I am working on some exercises for the Newton Algorithm and wanted to consult you all. For part c) I would like some help.
Just based on a graphical interpretation I would assume that $r$ just needs to be even because for odd $r$ the function is not convex on the entire domain, $x \in R$
Again for the global minima, I can show that the only stationary point occurs at $x=0$, and that the function is increasing on $[0, \infty)$ and on $(- \infty, 0]$ Is this sufficient?
I am a bit confused how to show the last part and would appreciate some hints. The newton algorithm has the form
$x^{k+1} = x^k + \alpha d_k$ where $d_k = \frac{\nabla f(x_k)}{||\nabla^2 f(x_k)||_2}$
Thanks for your help!
EDIT:
Thank you to the person who replied to me below. I have tried the following, compute derivative and second derivative and by analysing the second derivative, found that only for $r$ being even do we have that $f''(x) \geq 0, \forall x$.

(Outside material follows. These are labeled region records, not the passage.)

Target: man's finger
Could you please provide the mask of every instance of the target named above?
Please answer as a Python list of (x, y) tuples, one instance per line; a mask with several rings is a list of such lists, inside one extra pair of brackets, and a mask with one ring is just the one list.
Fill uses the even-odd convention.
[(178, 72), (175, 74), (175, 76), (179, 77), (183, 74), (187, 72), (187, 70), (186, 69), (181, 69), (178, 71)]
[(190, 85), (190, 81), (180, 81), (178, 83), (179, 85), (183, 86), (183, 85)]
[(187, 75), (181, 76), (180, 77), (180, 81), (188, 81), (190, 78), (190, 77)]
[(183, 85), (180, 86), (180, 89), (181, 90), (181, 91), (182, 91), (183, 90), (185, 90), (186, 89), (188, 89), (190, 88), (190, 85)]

For the stationary points I found the point where the derivative equals 0 which is $x* = 0$. Plugging this into the second derivative is useless so what I did is argue that for even $r$ we have a symmetric function whose derivative for $x>0$ is strictly increasing and so the point must be a global minima.
For part c) using the optimal $x* = 0$, the newton method became $x_k - \frac{\alpha x^k}{r-1}$ which I substituted into the inequality and got $$| $x_k - \frac{\alpha x^k}{r-1}| \geq (1-\delta)|x_k|$$ which upon rearranging I found that $\delta \geq \frac{\alpha}{r-1}$
What do you think? Is this valid/rigorous enough?

We just need $r$ to be be positive even number. In particular, we can choose $r$ to be $2$ if you wish.
Indeed we have
$$|x^k-\alpha \cdot \frac{x^k}{r-1}| = |x^k| \left|1-\frac{\alpha}{r-1}\right|$$
We can pick $\delta$ to be $\frac{\alpha}{r-1}$, provided we pick $\alpha$ to be less than $r-1$.